Wed Jun 11 08:41:22 CEST 2014

On Friday, 6 June 2014 02:23, quoth Frank Heckenbach:
> I attach my complete set of patches, including the patches I've sent in
previous 
> mails (02-* to 08-*, slightly adjusted; 01-ethercat-1.5-header.patch was
applied 
> in your code already).

I've been experimenting with merging most of these into my local code
(ignoring some of the EoE-specific patches as I don't have any way to test
that at the moment), with the intent to re-release as 1.5.2-compatible
patches once it seems to be behaving itself.  While merging I came across a
few oddities that I was hoping you might be able to clarify:

>    (09-ethercat-1.5-mailbox-tag.patch and
>    10-ethercat-1.5-mailbox-allocate-buffer.patch contain the boring
>    parts (preparations, new data structures) that shouldn't change
>    the behaviour. The main change is in
>    11-ethercat-1.5-mailbox-buffer.patch.)
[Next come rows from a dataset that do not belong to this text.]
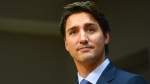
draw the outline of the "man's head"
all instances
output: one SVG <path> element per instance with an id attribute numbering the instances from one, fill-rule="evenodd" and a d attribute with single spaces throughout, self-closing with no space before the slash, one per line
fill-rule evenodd
<path id="1" fill-rule="evenodd" d="M 94 2 L 75 2 L 64 7 L 64 12 L 60 22 L 60 31 L 64 38 L 66 38 L 66 21 L 68 17 L 72 14 L 81 12 L 89 13 L 95 18 L 95 20 L 97 20 L 104 36 L 106 33 L 110 32 L 108 21 L 106 20 L 104 13 L 96 7 Z M 108 44 L 105 45 L 105 52 L 108 53 Z"/>

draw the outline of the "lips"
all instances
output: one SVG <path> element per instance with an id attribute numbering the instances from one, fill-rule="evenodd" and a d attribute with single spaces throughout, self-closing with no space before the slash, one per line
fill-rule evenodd
<path id="1" fill-rule="evenodd" d="M 91 50 L 92 48 L 93 48 L 93 47 L 91 47 L 91 46 L 80 47 L 80 48 L 77 49 L 77 51 L 86 52 L 86 51 Z"/>

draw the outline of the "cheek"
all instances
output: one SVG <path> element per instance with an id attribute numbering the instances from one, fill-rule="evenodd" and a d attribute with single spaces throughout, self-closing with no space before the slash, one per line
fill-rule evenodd
<path id="1" fill-rule="evenodd" d="M 65 41 L 65 47 L 67 51 L 72 51 L 76 48 L 76 41 L 75 39 L 69 39 Z"/>

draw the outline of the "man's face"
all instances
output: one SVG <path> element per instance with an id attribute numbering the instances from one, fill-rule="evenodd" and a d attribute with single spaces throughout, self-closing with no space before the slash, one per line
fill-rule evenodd
<path id="1" fill-rule="evenodd" d="M 66 21 L 65 47 L 75 62 L 89 62 L 105 56 L 109 32 L 103 35 L 98 22 L 86 12 L 75 13 Z"/>

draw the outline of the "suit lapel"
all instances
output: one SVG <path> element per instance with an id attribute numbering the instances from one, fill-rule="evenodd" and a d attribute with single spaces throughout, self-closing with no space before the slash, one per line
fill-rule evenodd
<path id="1" fill-rule="evenodd" d="M 109 63 L 98 79 L 97 84 L 108 84 L 111 82 L 115 78 L 115 71 L 116 67 L 112 63 Z"/>

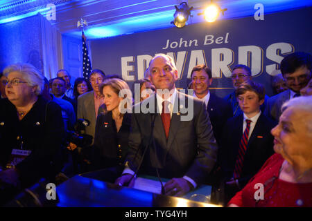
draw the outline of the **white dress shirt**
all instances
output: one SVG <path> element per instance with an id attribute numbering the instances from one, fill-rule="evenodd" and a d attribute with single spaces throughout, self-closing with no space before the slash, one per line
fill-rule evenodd
<path id="1" fill-rule="evenodd" d="M 252 133 L 252 131 L 254 131 L 254 126 L 256 126 L 257 121 L 258 120 L 259 117 L 260 117 L 261 114 L 261 110 L 259 110 L 259 112 L 257 115 L 255 115 L 254 117 L 252 117 L 251 118 L 248 118 L 244 113 L 244 122 L 243 124 L 243 133 L 244 133 L 245 129 L 246 128 L 246 126 L 247 126 L 246 119 L 250 119 L 252 121 L 250 122 L 250 127 L 249 128 L 248 140 Z"/>
<path id="2" fill-rule="evenodd" d="M 156 100 L 157 100 L 157 105 L 158 107 L 158 110 L 159 111 L 159 113 L 162 113 L 162 102 L 165 100 L 170 102 L 169 104 L 169 110 L 170 110 L 170 117 L 172 117 L 172 112 L 173 110 L 173 104 L 175 100 L 175 97 L 177 96 L 177 89 L 175 88 L 173 93 L 167 99 L 164 99 L 161 96 L 159 96 L 157 93 L 156 93 Z M 123 174 L 124 173 L 130 173 L 131 175 L 135 174 L 135 171 L 133 171 L 132 169 L 130 169 L 128 166 L 125 166 L 125 169 L 123 171 Z M 196 188 L 197 184 L 196 182 L 193 180 L 191 178 L 189 177 L 188 176 L 183 176 L 183 178 L 189 181 L 190 183 L 192 184 L 192 185 Z"/>
<path id="3" fill-rule="evenodd" d="M 200 99 L 202 101 L 204 101 L 205 104 L 206 104 L 206 109 L 207 109 L 207 107 L 208 106 L 208 103 L 209 102 L 210 91 L 208 90 L 208 93 L 206 95 L 206 96 L 205 96 L 202 98 L 199 98 L 198 97 L 197 97 L 196 95 L 195 94 L 195 93 L 193 93 L 193 97 L 198 98 L 199 99 Z"/>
In patch 11, you have a change to master.c that checks for jiffies_poll >
jiffies_sent in addition to the original (jiffies_poll - jiffies_sent) >
timeout_jiffies.

What was the motivation for this?  It doesn't seem like it will be
wraparound-safe, and the safe version of it would be redundant with the
original code.

>    After I backported code from your repository to add locking in
>    ec_master_clear_slaves()
>    (18-ethercat-1.5-locking-fix-backport.patch)
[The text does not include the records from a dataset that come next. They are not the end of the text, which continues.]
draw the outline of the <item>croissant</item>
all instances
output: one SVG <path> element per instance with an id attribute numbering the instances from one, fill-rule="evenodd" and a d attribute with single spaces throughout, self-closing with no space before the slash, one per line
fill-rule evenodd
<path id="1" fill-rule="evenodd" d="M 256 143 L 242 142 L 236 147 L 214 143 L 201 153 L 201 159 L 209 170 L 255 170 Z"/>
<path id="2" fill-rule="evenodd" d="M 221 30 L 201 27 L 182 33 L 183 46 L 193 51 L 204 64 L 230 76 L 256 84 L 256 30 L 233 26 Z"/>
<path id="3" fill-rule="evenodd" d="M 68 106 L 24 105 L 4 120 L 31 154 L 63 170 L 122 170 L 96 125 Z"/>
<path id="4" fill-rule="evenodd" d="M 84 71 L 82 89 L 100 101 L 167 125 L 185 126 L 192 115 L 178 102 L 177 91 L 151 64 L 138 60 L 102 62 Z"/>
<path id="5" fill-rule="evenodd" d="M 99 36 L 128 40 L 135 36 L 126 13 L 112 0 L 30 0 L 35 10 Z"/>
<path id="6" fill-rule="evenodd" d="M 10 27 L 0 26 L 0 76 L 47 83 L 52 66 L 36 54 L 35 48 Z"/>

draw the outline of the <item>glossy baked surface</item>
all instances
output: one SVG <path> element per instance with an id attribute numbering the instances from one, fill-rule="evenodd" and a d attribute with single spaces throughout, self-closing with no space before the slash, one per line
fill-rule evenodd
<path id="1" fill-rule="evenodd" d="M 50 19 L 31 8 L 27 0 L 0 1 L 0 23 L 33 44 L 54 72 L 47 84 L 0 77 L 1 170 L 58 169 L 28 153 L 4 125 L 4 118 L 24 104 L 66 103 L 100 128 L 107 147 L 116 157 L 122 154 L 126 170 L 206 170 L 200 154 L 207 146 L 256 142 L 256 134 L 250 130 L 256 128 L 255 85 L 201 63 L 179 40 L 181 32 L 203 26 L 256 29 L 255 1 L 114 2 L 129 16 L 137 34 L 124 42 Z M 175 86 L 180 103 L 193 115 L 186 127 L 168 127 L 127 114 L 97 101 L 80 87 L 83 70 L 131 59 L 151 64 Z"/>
I'm curious where this was backported from.  The current 1.5.2 code doesn't
have this.

>    I see that in newer versions (e.g. commit 53b5128e1313), you
>    apparently reverted the callback mechanism from send/receive
>    callbacks back to lock/unlock callbacks as it was in 1.4. I also
>    prefer the latter since they can be used more generally.

The specified commit does not seem to be related to callbacks, was made in
2011, and the latest 1.5.2 code still has send/receive callbacks.  So this
confuses me.

>  To avoid this, I fetch the mailbox once before using it for the
>  first time, ignoring any result, whether empty or not.
>  (26-ethercat-1.5-clear-mailbox.patch)

In this patch, you log a message saying that data was cleared if the fetch
datagram working counter != 1.  Shouldn't that be != 0 or == 1 instead?
AFAIK the working counter will be 0 if the mailbox is already empty and 1 if
it fetched and discarded the mailbox contents.
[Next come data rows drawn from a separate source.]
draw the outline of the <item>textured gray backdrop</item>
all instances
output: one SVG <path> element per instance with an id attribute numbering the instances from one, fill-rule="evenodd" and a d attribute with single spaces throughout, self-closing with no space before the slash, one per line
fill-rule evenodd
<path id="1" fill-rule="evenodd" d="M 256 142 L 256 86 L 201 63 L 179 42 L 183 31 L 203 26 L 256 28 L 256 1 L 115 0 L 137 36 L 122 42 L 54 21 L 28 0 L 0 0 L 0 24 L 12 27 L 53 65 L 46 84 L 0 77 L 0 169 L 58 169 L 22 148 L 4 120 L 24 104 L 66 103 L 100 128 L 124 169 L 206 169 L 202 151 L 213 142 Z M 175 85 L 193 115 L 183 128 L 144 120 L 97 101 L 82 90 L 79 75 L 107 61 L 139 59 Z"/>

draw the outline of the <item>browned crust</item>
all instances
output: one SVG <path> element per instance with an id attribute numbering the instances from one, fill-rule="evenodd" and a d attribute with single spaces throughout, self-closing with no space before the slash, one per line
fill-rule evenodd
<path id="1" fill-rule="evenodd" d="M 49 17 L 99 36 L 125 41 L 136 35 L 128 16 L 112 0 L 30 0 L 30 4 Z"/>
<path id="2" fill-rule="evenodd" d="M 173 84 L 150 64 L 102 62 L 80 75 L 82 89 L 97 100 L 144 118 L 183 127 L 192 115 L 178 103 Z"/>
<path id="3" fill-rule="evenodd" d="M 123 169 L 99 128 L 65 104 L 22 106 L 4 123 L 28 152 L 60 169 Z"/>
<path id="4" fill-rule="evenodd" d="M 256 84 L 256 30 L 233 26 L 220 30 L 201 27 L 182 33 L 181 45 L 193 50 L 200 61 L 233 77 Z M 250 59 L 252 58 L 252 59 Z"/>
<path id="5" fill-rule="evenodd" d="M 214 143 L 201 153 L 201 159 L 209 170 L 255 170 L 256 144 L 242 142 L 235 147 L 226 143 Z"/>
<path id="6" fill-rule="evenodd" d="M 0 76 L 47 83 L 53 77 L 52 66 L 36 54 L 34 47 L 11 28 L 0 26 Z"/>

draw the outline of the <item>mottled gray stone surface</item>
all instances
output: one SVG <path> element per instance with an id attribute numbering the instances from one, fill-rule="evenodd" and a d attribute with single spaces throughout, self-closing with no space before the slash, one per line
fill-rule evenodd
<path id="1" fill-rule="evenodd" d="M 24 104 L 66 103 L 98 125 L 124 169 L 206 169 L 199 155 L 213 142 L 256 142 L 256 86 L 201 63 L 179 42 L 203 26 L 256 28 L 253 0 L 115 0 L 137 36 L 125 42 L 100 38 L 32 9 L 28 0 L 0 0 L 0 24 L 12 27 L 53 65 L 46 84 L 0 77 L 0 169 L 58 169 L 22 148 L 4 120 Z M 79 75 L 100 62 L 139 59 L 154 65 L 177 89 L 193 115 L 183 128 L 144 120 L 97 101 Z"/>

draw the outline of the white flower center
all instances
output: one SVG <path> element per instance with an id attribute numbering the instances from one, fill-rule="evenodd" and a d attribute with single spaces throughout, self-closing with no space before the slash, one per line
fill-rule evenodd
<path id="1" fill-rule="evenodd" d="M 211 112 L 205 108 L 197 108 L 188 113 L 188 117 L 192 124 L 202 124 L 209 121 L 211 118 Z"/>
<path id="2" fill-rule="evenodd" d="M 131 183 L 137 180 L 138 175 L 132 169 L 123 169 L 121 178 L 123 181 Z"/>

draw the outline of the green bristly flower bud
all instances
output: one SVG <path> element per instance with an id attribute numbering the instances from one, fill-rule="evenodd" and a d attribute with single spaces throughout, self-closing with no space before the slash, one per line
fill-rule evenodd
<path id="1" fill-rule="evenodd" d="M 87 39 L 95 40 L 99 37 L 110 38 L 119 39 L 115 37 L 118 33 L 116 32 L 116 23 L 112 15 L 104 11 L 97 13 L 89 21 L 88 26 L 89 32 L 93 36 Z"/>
Also, this blindly clears the mailbox whenever the slave is rescanned.  It's
possible for the slave to be rescanned during operation (eg. if the number
of responding slaves on the network changes).  I'm not sure if this will
have any negative consequences for pending CoE/FoE/EoE requests (and
presumably unsolicited EoE received packets) or if these are just
abandoned/reset on rescan anyway (which might also be a problem, but at
least not a new one).  I haven't looked closely enough at the code in
question to be sure.

>  The next problem then is that some code (e.g.
>  ec_fsm_master_exec()) just assumes that the FSM has a datagram to
>  send out in every state, so it always returns 1 unless it's
>  waiting for a reply. With my previous change, this isn't the case
>  anymore, and it cannot be -- unless I'd block the FSM completely
[...]
>  (27-ethercat-1.5-coe-lock.patch)

This one was also a bit tricky.  Since the patch was made, it looks like
ec_fsm_coe_exec had already been changed to include the concept of not
sending a datagram and returning 0 -- except that most of the places that it
gets called just ignore the return value and then return 1 from the
higher-level state machine anyway, and in other places assume that not using
the datagram means that the FSM has completed.  So I'm not sure what's up
with that, although I suspect the original issue you were trying to resolve
remains.